The self-proclaimed caliphate announced in August that Musab al-Barnawi will be the Nigerian group’s new “governor” after Abubakar Shekau, its notorious former leader, apparently became too much for ISIS leadership in the Middle East, The Wall Street Journal reports.
Barnawi, rumored to be a son of the group’s founder, reportedly told ISIS’ newspaper that jihadists should shift their focus to Nigeria’s Christians, in a bid to win over public support after Shekau spent years attacking Muslim villages that didn’t join Boko Haram’s ranks.
The group, an ISIS affiliate, should be “booby-trapping and blowing up every church that we are able to reach, and killing all those we find from the citizens of the cross,” Barnawi told the newspaper, according to The Wall Street Journal.
Such a move could exploit existing tensions in Nigerian communities with split Muslim and Christian populations, the newspaper added.
Under Shekau – who took control of the group in 2009 – Muslim civilians became the majority of the casualties in the violence, with militants frequently enlisting children to carry out suicide attacks.
“You can’t really be more barbaric and more savage than Shekau,” Issoufou Yahaya, a political analyst and head of the history department at the Niamey University in Niger, told The Wall Street Journal. “He’s the pinnacle of barbarism.”

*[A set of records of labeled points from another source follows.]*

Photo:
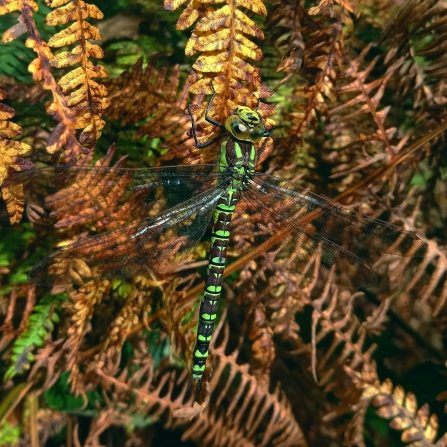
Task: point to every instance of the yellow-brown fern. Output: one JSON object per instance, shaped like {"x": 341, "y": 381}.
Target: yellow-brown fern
{"x": 84, "y": 94}
{"x": 10, "y": 160}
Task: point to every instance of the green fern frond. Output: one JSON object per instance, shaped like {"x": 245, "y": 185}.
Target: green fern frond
{"x": 40, "y": 324}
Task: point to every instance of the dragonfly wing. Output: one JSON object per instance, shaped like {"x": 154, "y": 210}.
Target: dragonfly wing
{"x": 316, "y": 215}
{"x": 154, "y": 244}
{"x": 107, "y": 198}
{"x": 284, "y": 246}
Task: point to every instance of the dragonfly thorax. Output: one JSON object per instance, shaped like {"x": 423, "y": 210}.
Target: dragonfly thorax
{"x": 238, "y": 161}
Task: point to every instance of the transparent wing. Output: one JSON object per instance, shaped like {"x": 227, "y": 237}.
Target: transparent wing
{"x": 150, "y": 245}
{"x": 284, "y": 246}
{"x": 157, "y": 217}
{"x": 312, "y": 214}
{"x": 106, "y": 198}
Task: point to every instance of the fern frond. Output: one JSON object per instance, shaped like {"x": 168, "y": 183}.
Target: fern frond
{"x": 87, "y": 198}
{"x": 11, "y": 161}
{"x": 128, "y": 317}
{"x": 419, "y": 428}
{"x": 85, "y": 96}
{"x": 327, "y": 7}
{"x": 64, "y": 133}
{"x": 323, "y": 51}
{"x": 84, "y": 302}
{"x": 40, "y": 324}
{"x": 416, "y": 57}
{"x": 426, "y": 278}
{"x": 285, "y": 18}
{"x": 249, "y": 403}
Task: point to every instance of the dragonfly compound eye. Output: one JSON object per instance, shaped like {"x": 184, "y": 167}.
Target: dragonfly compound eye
{"x": 256, "y": 134}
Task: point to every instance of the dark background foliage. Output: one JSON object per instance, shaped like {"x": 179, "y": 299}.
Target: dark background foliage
{"x": 360, "y": 108}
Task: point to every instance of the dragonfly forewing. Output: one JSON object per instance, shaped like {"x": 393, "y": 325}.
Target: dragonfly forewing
{"x": 299, "y": 207}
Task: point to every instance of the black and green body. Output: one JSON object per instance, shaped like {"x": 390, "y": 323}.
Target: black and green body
{"x": 157, "y": 217}
{"x": 240, "y": 157}
{"x": 245, "y": 127}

But Shekau has not recognized Barnawi’s appointment, accusing him of apostasy and saying that ISIS’ leader, Abu Bakr al-Baghdadi, has been duped.
The two factions have been clashing as a result, accusing each other of abandoning their faith, The Wall Street Journal reported.
A new Boko Haram video released this week that declared allegiance to Shekau vowed to kill Nigeria’s president and army chief, according to The Associated Press.
Boko Haram controls large sections of Nigeria, in addition to territory in neighboring Niger, Cameroon and Chad.